'o brasil é uma república cheia de árvorese de gente dizendo adeus' [oswald de andrade]O Jardim Botânico é um bairro com mais árvores do que moradores – e esta é uma idéia que nunca me incomodou, dado que os vegetais raramente reclamam, cometem gafes ou fazem perguntas inoportunas.
Morar aqui é insuficiente para caracterizar tipo sociológico, como acontece a tijucanos e emergentes da Barra. Mas não mergulhemos numa crise de indentidade: apesar dos avanços os ônibus e da especulação imobiliária, ainda é possível enxergar alguns traços que nos unem.
Nos domingos de sol, por exemplo, quando se formam pequenos aglomerados sob os sinais na margem direita da Jardim Botânico. Gente muito branca à espera da luz verde para atravessar a rua, acertar o passo e apostar corrida com triciclos alugados à beira da Lagoa.
Outra maçonaria dominical, esta mais discreta, reúne-se nos bares com varanda (até alguns meses eu escreveria apenas “Jóia”, mas agora há o Belmonte), nas bancas de jornal e nas padarias do bairro.
A este velho batucador de teclado, o hábito de tomar café na padaria remonta a manhãs azuladas na Imperial, esquina da Real Grandeza com a Voluntários, quando a hora ainda permitia a entrada na segunda aula. Mas isso foi no século passado. Ficou para trás, como almoçar pastel chinês, alugar filme no Cavideo e voltar a pé pra casa.
No balcão da Vitória Régia, tomo café-com-leite e leio a Folha de S.Paulo, onde o Ferreira Gullar prega a despetização do Lula e o Marco Aurélio Mello, aquele que soltou o Cacciola, diz que o lugar da loura Suzane é na rua mesmo. Diferentemente do Grobo, o jornalão paulista me toma mais do que 10 minutos entre mordidas no sanduíche de presunto - aquele que o Chaves devorava com groselha.

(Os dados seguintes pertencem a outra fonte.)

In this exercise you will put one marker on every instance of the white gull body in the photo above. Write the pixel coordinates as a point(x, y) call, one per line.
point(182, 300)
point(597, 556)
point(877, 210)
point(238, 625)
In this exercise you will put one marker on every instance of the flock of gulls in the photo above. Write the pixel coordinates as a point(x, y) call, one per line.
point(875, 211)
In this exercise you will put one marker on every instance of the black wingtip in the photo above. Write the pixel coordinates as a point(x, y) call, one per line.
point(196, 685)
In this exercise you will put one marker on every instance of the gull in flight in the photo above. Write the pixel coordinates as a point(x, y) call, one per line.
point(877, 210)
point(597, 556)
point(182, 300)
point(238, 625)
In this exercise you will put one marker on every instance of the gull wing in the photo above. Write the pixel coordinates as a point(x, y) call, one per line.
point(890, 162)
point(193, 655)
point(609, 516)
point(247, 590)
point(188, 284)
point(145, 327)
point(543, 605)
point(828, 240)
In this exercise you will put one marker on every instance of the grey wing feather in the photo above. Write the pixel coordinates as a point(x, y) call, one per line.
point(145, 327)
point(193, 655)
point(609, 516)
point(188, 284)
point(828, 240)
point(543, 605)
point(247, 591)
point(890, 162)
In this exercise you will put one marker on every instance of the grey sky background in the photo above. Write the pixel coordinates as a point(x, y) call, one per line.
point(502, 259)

À direita, uma menina de 4 ou 5 anos, maria-chiquinhas e jaqueta rosa, abraça três latas de refrigerante: “A mamãe ama vocês, vai levar vocês pra casa”. E pede ao avô magrinho, de camiseta azul de domingo, uma sacola para transportar a cria.
A banca na esquina da Lopes Quintas tem uma jornaleira bonita e isso não é praxe nessa sorte de estabelecimento. A descoberta encoraja um impulso consumista: lá se vão onze reais e cinqüenta, cada vez menos reais na carteira, em troca de uma revista com figuras bonitas.

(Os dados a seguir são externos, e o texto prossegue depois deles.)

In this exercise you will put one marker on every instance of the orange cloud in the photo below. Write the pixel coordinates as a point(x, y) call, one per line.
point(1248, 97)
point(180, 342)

Ontem teve quentão e quermesse de interior a poucos metros daqui e hoje vejo que estou melhorando, pois só levei três lances de escada para me lembrar dos óculos, antes de chegar ao portão da rua. O único erro do dia, eu o notei no balcão da padaria: tinha levado o celular no bolso. Felizmente, ninguém ligou.